Director: Gus Van Sant

Screenplay: Matt Damon, Ben Affleck

Running time: 2 hrs 6 mins

Genre: Dramas


Psychological dramas are fiddly beasts – either they end up too muddled for the common man, or harbinger of intellectual wonders that could pave ways to Oscar glory. Such was the case of GOOD WILL HUNTING, the shot-to-fame story of the 90’s, and inculcated any thick-skulled judge to concede to its gravitas. This, after all, is a film worthy of its praises. From its humble scriptwriting origins to its unpretentious direction and genuine performances, it seemed like the faerie tale story of the past decade by which two then unknown, unheard, unseen actors – namely Matt and Ben – who believed in the power of the pen and scribed a career-changing script that bolstered their names to what we now know as Damon and Affleck, two of Hollywood’s biggest man-stars. Accepting that Oscar for Best Original Screenplay must be memorable for them for the rest of their lives.

For these two fledgling writers writing about a tale of a local Bostonian bloke, realism is at its finest for they grew up in Boston themselves. The story is somewhat basic: a Harvard janitor solves the unanswered mathematical theories that riddled countless of Harvard professors. This reluctant genius is Will Hunting (a superb performance by Damon), and soon he realises about the important lessons in life, love, and choice. For a material that can be easily flooded with too much sentimentality, no-nonsense director Van Sant steers it all clear from drenched emotions, but rather gives us raw and straightforward humans in crises. In a scene where Will verbally pushes his girlfriend played by the lovely Minnie Driver, it’s a scene of pure performances by these two actors; him, psychotically disturbed by his past that he pushes people away from him before a sense of abandonment; her, fighting for what she believe in and holding on to it. As he receives sessions from a shrink, from a Psychology professor (the best performance you’ll ever see in Robin Williams, who won Best Supporting Actor nod for this), there’s a cinematic fire flaring in front of you. You’ll believe if you put two right actors on the screen together, they can both make wonders. See the scene where Will confront his demons, and the character of Robin Williams pours his pain – it’s amazingly moving.

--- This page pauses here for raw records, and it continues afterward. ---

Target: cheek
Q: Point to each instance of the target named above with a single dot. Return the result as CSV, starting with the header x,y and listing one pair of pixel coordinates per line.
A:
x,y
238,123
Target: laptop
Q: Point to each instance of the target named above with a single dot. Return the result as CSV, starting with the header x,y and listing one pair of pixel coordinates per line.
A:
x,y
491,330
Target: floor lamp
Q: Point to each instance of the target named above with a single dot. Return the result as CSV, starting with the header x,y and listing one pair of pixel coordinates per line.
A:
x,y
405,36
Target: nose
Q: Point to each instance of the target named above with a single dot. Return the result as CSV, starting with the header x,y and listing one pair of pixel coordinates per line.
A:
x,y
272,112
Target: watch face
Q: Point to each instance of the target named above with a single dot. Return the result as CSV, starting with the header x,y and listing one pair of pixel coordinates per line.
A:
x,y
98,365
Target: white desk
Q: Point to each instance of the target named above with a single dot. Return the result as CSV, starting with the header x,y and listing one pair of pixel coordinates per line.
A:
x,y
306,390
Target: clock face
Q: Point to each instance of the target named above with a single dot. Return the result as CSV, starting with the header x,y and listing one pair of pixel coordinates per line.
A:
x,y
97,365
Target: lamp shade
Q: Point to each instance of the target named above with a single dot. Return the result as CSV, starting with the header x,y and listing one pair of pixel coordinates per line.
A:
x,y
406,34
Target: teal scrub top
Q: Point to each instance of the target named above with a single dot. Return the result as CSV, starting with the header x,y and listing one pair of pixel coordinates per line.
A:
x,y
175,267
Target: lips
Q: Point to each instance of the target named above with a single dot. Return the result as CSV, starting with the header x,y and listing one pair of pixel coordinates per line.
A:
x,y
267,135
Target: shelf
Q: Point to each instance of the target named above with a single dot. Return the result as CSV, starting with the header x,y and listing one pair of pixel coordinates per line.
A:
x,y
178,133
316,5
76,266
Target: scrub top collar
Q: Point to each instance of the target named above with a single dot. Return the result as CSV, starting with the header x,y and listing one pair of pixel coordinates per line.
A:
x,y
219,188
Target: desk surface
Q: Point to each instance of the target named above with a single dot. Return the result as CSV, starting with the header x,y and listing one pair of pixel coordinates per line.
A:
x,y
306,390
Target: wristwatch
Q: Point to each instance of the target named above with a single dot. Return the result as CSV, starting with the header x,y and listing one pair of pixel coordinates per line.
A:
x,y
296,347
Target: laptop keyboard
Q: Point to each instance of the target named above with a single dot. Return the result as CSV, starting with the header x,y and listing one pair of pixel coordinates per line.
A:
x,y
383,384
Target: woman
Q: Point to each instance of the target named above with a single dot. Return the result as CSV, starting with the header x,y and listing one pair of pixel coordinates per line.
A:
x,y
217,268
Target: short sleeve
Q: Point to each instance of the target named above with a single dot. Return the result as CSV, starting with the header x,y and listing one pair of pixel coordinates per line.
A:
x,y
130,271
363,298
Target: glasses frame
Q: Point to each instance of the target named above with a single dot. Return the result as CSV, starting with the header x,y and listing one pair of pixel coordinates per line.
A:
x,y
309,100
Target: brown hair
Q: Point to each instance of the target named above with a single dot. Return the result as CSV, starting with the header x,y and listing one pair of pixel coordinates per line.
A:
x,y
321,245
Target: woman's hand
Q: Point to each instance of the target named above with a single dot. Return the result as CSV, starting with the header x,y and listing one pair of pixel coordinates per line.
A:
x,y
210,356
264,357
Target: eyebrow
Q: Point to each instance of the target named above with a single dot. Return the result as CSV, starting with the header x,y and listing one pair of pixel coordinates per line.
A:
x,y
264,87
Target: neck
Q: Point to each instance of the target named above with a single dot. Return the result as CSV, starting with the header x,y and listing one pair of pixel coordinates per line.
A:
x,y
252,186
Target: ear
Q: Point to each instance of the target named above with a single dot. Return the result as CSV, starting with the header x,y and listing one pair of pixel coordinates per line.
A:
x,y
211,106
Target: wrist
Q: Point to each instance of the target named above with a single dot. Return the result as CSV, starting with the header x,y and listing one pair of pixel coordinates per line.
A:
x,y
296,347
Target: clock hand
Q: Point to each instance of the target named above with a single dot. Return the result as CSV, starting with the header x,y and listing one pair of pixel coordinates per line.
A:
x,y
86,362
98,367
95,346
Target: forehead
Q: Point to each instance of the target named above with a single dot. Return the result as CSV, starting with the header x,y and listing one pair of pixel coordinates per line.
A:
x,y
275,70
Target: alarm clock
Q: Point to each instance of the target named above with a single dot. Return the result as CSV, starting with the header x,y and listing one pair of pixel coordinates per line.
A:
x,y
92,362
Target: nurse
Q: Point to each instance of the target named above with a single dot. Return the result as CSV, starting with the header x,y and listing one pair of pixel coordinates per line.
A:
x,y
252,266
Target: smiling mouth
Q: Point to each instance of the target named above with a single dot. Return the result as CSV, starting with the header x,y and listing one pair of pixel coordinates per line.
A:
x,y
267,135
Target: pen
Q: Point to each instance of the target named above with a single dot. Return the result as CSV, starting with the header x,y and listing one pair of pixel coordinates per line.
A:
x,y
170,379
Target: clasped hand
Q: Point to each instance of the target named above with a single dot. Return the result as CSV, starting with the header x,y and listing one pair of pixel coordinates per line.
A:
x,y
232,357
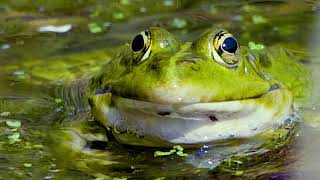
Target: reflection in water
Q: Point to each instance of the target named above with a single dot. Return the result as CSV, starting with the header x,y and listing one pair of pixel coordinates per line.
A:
x,y
32,61
310,145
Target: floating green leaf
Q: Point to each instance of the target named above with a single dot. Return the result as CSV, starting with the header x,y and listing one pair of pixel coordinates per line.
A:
x,y
254,46
27,165
58,101
162,153
5,114
179,23
14,138
257,19
238,173
94,28
13,123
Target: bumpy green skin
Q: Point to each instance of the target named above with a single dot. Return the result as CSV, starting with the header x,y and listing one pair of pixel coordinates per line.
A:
x,y
187,73
178,73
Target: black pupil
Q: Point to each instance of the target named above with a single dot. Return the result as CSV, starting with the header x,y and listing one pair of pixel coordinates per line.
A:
x,y
230,45
137,43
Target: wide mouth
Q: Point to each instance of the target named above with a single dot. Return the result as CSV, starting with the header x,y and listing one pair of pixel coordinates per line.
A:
x,y
199,122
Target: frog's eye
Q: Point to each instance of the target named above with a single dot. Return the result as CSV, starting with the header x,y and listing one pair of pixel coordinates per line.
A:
x,y
230,45
225,49
140,45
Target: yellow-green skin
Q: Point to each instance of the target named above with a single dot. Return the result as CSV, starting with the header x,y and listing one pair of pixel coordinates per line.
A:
x,y
178,73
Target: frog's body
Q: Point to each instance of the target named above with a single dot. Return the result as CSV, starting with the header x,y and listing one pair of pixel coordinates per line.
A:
x,y
160,92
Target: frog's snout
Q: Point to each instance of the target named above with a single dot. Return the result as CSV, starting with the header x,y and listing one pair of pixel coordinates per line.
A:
x,y
275,87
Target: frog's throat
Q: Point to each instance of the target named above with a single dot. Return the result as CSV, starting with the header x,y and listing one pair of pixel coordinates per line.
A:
x,y
199,122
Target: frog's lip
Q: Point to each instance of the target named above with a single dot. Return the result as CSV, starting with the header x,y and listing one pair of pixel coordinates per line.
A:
x,y
200,122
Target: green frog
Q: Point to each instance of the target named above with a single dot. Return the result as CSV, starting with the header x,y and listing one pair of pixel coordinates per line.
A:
x,y
158,91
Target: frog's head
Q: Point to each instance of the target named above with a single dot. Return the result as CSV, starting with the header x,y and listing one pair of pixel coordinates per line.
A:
x,y
191,92
211,69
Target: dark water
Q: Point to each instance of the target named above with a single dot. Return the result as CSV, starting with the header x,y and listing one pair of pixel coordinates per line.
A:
x,y
42,76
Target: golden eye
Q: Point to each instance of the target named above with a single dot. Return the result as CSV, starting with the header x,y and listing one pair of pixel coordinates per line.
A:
x,y
226,48
140,45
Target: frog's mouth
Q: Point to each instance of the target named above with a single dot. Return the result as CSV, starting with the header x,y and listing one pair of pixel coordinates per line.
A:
x,y
197,122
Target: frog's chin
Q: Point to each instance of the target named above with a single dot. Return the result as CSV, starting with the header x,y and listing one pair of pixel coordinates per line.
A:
x,y
139,123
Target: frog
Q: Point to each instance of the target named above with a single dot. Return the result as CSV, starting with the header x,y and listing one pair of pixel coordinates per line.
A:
x,y
158,92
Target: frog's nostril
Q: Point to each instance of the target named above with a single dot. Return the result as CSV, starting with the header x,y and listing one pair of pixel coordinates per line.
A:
x,y
274,87
192,59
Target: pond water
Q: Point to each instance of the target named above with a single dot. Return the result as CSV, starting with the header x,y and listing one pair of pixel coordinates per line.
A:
x,y
43,72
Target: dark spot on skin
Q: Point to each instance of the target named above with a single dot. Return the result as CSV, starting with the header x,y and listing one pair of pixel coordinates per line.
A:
x,y
274,87
164,113
264,60
101,91
101,145
213,118
221,33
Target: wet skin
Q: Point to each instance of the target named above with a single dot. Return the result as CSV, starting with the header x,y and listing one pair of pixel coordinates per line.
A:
x,y
158,91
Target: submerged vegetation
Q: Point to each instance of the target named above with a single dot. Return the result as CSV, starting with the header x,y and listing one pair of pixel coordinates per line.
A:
x,y
49,48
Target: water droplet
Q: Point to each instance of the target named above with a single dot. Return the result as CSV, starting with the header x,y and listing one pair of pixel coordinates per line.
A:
x,y
6,46
168,2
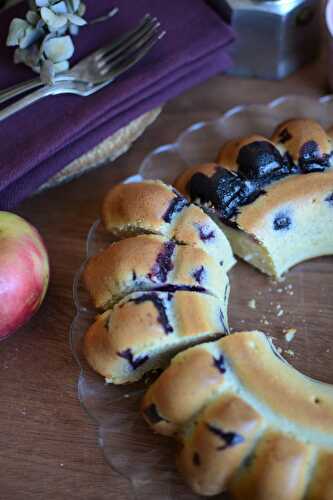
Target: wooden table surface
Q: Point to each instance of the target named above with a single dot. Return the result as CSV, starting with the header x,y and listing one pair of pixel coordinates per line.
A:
x,y
48,445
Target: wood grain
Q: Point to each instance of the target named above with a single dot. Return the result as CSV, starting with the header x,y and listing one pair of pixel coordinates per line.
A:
x,y
48,445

Yet a cynic would certainly ask how a shoddy janitor could answer mathematical riddles in the level of the ancient Greek mathematicians, overshadowing the works of other great Harvard minds. That, however, is the film’s only falter. Plot device as that can be, this is a film about its characters and their complexity. And so is this film, complex and lingering: giving us that immortal lesson that academia is not everything. The real lessons we learn are in life itself.


Post debates may flare up whether geniuses are born not made, there’s no argument that this is a solid film of fine performances and confident direction. You’d wish Damon and Affleck would scribble more scripts. That Oscar is wonderfully deserved.